In Israel, the government seems to strongly favour tracing capabilities over health concerns, and even due political process. In March it passed temporary laws, without approval of parliament, allowing the domestic security service to collect mobile phone location data, and share this with health agencies. These measures subsequently met with significant resistance, both from the Israeli parliament, who blocked the use of mobile phone data by the police, and by the Israeli supreme court, who required parliamentary approval for their extension, and stipulated that an exemption for journalists, so that they could protect their sources if they become infected.


In Germany, as in Europe generally, the dilemma about privacy versus effective contact-tracing has come down to a debate about using a central database to store and compare location data or using a system where the comparison of data is done by the phones themselves. In this the German government first favoured using a central database, but it has recently changed its mind, and it is now going for a decentralised system. This was partially due to criticism from academics and privacy experts, but was also the result of Apple and Google coming out in favour of decentralises systems. Apple said it would refuse to let apps that would feed into a central database use Bluetooth in the background, meaning that they could only be used if phones are unlocked at all times.

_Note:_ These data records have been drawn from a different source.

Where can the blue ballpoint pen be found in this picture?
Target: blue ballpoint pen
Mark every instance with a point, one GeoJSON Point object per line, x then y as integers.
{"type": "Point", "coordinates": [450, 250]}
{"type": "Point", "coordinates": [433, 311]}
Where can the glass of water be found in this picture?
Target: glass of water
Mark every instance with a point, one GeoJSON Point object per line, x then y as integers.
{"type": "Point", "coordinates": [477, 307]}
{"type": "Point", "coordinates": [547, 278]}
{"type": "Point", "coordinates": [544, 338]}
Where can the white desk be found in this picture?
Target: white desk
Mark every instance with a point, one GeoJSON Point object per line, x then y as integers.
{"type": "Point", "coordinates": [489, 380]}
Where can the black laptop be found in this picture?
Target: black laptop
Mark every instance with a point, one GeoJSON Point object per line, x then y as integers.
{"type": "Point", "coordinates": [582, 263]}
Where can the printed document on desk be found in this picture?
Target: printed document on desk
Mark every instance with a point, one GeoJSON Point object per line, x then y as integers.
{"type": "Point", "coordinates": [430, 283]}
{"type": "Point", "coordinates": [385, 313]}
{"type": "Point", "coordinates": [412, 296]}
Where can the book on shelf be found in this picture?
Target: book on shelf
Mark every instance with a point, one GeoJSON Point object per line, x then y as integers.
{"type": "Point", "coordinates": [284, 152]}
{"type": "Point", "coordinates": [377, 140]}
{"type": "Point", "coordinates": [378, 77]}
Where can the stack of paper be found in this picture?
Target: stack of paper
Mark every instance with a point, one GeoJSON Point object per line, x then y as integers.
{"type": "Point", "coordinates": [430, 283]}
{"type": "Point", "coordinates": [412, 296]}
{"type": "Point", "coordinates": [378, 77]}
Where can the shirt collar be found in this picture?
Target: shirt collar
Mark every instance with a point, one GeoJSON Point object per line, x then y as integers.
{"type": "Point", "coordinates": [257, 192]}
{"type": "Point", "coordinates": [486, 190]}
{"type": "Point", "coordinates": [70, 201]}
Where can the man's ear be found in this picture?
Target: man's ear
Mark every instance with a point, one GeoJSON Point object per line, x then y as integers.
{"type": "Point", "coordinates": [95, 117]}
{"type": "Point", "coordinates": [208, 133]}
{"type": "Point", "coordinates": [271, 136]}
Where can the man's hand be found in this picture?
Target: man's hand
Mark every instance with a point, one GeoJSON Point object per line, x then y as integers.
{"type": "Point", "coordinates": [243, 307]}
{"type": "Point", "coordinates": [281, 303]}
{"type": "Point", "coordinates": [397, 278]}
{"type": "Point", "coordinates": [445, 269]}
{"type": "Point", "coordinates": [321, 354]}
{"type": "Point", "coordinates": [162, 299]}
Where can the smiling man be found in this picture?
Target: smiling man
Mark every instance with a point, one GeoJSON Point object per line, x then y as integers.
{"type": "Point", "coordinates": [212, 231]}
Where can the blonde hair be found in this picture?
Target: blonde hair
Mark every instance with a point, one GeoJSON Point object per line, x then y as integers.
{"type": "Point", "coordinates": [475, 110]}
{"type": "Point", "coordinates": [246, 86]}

Looking at examples from different countries, what stands out is that each country’s situation is different. Some have a high penetration of smartphones and can therefore use them to do contact-tracing, while others do not. Some have had been able to fight the virus so effectively that they do not need to use automated systems to do contact-tracing, whereas others do. When it comes to the legal framework, and the political and constitutional safeguards to protect people’s privacy, some countries adhere to the principles of the rule of law and transparency, whereas others ignore them, or do not have these kinds of safeguards in place in the first place. And even where they do exist, countries make different choices as to whether they favour privacy over health risks. Although there are some obvious negative examples (China and Israel come to mind), it is hard to pick a good one that all the others should emulate. The situation in different countries is just too different to advocate for a one-size-fits-all approach.